個人の勉強も兼ねて、少しずつまとめます。

AD-AS曲線について

本ページでは、AD(総需要)‐AS(総供給)曲線の導出についてまとめたい。

AD‐AS曲線は、横軸の生産量と、縦軸の価格水準との関係を見たものである。そして、価格が硬直的な短期の経済を前提としている。

 

総需要曲線

まず、総需要曲線の導出から考える。総需要曲線は、IS-LM分析から導出することができる。IS-LM分析については以下のページを参照されたい。

hongoh.hatenablog.com

 

LM曲線はM/P=L(Y,r)で表せる。価格Pが増加すると左辺は減少するため、右辺(貨幣需要)も減少しなければならない。貨幣需要はrの減少関数であるから、右辺が減少するとき、rは増加しなければならない。よって、LM曲線は上方にシフトする。このとき、横軸のYは減少する。したがって、価格が上昇するとき、生産量は減少するため、総需要曲線は右下がりになる。

 

総供給曲線

総供給曲線は、右下がりの労働需要曲線と右上がりの労働供給曲線が均衡する労働市場を基に導出する。なお、ここでは、名目賃金に下方硬直性があると仮定する。名目賃金が伸縮的でないとする仮定は、ケインズ派の理論に基づいている。ケインズ派と対立する新古典派の考え方については以下のページを参照されたい。

hongoh.hatenablog.com

労働市場において、労働需要と労働供給は実質賃金(W/P)に基づいて決定される。いま、労働供給と労働需要が均衡していたとする(完全雇用)。仮に価格Pが減少すると、名目賃金Wが硬直的なので、W/Pは増加する。

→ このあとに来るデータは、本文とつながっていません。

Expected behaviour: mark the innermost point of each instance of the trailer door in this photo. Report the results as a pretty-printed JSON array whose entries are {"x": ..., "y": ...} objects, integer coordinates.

すると、労働供給が労働需要を上回り、失業が発生する。このとき、雇用労働者数は均衡点よりも減少する。労働投入量が減れば生産量も減る。以上より、価格が減少すると生産量も減少することから、生産量と価格の間には右上がりの関係が認められる。

 

なお、もし名目賃金は伸縮的に調整されるとする古典派の立場に立つならば、価格の水準に関わらず労働市場完全雇用を達成しており、つまり生産量に変動は生じず、総供給曲線は垂直になる。

 

財政政策、金融政策の効果

財政政策、金融政策はYを増大させるため、AD曲線を右側にシフトさせる。新たな均衡点では、生産量・価格水準ともに増加している。